First person – Bishal Basak

Bishal Basak

What is your scientific background and the general focus of your lab?

I joined Prof. Padinjat's lab as an Integrated MSc-PhD student soon after receiving my Bachelor's degree in Microbiology from St. Xavier's College, Kolkata, India.

I have always been intrigued with the concept of how cells communicate using simple molecules like lipids, proteins and other effectors. Such communication is essential to support physiology starting from a unicellular bacterium to the most complex eukaryotic organism. Prof. Padinjat's lab looks at the role of a specific group of lipids termed phosphoinositides in maintaining membrane trafficking, sub-cellular organization, in addition to understanding how they regulate human brain development and function. The lab provided me with an ideal platform to study how lipid mediated signalling is key to driving multiple cellular processes.

How would you explain the main findings of your paper to non-scientific family and friends?

My article deciphers how the interactions of each subunit of a complex protein is essential to provide vision in insects such as the fruit fly.

What are the potential implications of these results for your field of research?

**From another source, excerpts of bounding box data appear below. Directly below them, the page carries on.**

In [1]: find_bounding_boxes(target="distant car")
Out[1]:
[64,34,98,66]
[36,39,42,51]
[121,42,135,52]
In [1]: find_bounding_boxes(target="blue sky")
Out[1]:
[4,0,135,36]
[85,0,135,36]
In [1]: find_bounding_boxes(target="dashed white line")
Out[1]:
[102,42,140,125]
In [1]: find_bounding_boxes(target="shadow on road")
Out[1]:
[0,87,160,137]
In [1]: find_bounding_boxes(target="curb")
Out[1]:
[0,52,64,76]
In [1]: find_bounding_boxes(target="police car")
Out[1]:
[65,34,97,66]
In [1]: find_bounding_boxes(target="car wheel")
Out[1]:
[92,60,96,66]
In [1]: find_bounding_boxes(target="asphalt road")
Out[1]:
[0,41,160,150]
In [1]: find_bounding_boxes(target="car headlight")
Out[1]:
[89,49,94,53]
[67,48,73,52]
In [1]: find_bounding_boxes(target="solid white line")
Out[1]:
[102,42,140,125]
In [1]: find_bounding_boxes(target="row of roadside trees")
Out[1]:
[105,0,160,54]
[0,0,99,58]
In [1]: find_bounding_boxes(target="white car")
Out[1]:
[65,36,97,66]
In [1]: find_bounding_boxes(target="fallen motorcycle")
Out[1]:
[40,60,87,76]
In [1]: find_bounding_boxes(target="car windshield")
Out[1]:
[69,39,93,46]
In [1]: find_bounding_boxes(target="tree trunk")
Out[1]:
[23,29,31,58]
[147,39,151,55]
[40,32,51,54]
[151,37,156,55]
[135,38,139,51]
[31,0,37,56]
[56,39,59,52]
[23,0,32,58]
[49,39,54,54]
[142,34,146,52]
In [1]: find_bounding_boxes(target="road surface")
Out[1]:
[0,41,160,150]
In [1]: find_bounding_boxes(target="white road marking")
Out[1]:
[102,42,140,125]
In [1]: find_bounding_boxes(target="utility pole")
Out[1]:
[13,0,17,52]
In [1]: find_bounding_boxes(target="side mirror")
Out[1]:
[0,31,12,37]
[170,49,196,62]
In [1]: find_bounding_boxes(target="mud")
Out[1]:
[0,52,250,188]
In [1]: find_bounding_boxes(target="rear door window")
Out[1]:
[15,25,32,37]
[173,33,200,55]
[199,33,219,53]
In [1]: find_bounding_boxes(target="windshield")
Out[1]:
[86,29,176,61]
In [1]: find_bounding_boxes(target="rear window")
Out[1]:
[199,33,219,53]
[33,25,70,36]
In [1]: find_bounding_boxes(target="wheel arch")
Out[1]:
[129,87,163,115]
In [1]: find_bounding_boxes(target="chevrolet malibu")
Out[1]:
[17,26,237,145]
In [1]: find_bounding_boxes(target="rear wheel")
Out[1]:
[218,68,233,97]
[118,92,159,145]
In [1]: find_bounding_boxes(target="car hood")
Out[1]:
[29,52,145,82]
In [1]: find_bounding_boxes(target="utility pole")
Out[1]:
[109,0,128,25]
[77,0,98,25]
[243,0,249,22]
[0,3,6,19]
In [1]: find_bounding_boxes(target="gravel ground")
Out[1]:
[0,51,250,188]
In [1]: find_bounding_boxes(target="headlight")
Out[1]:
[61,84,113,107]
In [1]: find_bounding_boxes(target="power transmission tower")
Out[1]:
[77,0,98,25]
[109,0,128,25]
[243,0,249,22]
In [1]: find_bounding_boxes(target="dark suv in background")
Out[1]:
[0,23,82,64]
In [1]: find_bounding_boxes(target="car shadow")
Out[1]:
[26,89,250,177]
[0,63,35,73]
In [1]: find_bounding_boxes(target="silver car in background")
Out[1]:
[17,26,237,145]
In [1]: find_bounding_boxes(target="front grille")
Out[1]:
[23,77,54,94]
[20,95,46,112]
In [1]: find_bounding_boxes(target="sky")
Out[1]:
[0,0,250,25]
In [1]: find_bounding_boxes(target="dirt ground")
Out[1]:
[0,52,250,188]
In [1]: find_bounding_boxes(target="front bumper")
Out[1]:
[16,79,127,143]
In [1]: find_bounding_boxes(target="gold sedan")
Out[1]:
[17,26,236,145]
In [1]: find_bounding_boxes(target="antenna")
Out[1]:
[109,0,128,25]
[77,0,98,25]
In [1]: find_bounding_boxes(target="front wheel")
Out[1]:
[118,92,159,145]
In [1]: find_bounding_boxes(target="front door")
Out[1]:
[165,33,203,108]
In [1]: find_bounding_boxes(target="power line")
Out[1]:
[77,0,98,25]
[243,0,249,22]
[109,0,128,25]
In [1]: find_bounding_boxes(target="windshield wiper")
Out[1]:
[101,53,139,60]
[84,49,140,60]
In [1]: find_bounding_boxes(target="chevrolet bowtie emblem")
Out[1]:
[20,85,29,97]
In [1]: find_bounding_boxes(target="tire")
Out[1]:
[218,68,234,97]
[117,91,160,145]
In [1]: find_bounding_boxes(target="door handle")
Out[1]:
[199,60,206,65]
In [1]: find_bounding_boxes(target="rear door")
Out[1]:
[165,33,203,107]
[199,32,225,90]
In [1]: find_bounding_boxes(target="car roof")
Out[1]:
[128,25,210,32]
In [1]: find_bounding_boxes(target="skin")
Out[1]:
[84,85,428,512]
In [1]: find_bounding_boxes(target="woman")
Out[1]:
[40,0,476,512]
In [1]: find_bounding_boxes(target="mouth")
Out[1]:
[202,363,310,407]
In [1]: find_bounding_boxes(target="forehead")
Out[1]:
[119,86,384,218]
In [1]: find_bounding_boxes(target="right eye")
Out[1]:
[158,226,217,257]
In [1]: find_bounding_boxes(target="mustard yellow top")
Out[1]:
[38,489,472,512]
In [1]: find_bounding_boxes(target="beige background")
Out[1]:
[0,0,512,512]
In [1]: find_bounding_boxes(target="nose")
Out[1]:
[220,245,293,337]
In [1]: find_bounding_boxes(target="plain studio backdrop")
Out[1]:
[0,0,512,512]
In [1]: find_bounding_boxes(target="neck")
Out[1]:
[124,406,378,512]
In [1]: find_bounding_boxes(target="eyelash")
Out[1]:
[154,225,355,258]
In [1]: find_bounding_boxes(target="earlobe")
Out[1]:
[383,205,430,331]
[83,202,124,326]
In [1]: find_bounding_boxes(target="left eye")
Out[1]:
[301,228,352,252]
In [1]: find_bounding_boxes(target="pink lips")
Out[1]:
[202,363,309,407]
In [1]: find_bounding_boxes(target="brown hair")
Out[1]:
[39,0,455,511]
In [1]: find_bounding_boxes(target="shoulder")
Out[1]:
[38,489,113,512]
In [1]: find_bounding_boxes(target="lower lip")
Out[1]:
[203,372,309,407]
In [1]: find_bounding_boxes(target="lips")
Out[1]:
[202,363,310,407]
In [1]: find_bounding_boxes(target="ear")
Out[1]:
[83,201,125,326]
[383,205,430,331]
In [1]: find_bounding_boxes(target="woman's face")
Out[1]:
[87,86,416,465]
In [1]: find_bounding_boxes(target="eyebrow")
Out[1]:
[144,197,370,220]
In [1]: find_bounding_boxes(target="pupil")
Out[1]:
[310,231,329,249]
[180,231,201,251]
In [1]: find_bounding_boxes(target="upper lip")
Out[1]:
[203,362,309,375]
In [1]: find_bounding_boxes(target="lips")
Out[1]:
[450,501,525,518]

Since the initial discovery of Phosphatidylinositol (PI) transfer proteins (PITPs) in 1974, a long-standing question has been why some PITPs have multiple domains as opposed to few others which just harbor only a singular PI transfer domain. Our results not only address how each domain in a multidomain PITP is important to the protein per se, but also sheds light on how loss of these domains disrupt cellular homeostasis. Our detailed study on RDGB function in Drosophila photoreceptors is one of the few studies which deduces the importance of regulated lipid transfer at ER-PM interface from an in vivo cell biological perspective.

What has surprised you the most while conducting your research?

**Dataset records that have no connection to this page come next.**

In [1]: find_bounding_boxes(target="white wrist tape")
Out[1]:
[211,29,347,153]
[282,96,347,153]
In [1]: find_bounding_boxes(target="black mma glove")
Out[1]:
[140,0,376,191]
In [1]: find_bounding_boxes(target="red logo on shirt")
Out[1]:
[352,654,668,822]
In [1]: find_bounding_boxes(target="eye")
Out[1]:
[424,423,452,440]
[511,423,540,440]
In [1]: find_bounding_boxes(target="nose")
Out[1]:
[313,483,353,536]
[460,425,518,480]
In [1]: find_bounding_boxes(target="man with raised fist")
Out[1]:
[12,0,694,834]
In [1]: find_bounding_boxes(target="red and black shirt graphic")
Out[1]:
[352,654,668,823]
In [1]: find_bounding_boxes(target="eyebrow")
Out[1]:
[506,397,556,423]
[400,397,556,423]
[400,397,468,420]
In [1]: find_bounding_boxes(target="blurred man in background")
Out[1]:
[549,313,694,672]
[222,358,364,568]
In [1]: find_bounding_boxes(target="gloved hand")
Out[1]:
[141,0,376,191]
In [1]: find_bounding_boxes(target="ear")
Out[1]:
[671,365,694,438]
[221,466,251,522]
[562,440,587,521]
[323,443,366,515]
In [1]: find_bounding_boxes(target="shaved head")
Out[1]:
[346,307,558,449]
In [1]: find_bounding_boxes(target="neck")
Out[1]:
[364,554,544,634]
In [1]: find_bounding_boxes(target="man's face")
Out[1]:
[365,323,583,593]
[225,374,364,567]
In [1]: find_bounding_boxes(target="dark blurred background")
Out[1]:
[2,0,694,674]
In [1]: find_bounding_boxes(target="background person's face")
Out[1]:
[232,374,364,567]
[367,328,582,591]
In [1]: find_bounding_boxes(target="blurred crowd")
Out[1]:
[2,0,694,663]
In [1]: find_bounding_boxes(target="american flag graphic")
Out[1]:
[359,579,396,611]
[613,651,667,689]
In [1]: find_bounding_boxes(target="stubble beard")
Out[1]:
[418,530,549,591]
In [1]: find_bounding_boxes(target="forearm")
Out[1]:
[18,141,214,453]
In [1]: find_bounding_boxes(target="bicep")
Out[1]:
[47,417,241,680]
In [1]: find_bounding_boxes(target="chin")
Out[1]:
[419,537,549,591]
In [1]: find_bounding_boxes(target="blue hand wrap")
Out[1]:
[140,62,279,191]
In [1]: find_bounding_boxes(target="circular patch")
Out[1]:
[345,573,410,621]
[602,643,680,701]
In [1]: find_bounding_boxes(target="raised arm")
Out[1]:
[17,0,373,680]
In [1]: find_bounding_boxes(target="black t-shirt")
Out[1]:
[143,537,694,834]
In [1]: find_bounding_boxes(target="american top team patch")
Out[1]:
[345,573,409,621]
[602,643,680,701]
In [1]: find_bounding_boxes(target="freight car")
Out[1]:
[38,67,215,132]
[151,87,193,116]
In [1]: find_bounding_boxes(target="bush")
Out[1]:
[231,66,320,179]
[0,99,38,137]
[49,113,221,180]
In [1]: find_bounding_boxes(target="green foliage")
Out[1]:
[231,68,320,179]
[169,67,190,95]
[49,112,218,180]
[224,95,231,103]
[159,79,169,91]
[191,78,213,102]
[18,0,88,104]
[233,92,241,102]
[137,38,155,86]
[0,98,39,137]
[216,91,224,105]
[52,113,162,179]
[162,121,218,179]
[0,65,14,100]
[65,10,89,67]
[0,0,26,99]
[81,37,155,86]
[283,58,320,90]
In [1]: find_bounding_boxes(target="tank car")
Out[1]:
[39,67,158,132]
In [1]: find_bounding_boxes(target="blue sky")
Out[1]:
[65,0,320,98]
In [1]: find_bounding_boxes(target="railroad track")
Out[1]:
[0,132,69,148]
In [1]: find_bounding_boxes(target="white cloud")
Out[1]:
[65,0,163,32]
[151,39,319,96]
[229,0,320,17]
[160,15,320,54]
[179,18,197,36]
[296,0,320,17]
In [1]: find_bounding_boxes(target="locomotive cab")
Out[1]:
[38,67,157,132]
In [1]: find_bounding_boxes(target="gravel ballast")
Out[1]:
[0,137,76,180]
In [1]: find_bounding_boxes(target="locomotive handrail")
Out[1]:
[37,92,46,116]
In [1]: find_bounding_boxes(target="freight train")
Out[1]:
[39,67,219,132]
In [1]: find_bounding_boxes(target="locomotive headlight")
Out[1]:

I have been amazed by how different domains of a protein, each with distinct role, also interact with each other to regulate neuronal structure and function.

What, in your opinion, are some of the greatest achievements in your field and how has this influenced your research?

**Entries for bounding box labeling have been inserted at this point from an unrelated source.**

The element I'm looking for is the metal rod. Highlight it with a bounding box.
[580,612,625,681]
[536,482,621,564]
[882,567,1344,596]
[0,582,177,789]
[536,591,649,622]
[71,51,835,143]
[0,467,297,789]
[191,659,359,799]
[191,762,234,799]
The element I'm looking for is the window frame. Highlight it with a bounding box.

Some of the initial discoveries which showed that blocking traditional vesicular trafficking pathways do not affect transport of certain lipids paved the path for identifying and studying non-conventional modes of trafficking within cells. Additionally, discoveries involving how photoreceptors of Drosophila serve as an unique and powerful model system to study the in vivo effects of lipid transfer at membrane contact sites, not many of which are known in the field, have been extremely influential for our study.

What changes do you think could improve the professional lives of early-career scientists?

I believe there should be more opportunities for early-career scientists to present their work out in the scientific community. This should include more workshops, symposiums and conferences at both national and international level dedicated for people at such career stages. In conferences there should be more student talks than faculty, online streaming/poster sessions (even after in-person conferences resume) should be made mandatory benefitting those who cannot afford the expenditures of attending an international conference. Also, symposiums dedicated particularly for career guidance will greatly impact the lives of many early-career scientists who may wish to transition from academia.

What's next for you?

I am currently working on getting another manuscript out for publication. I am also looking forward to starting working as a post-doctoral fellow soon.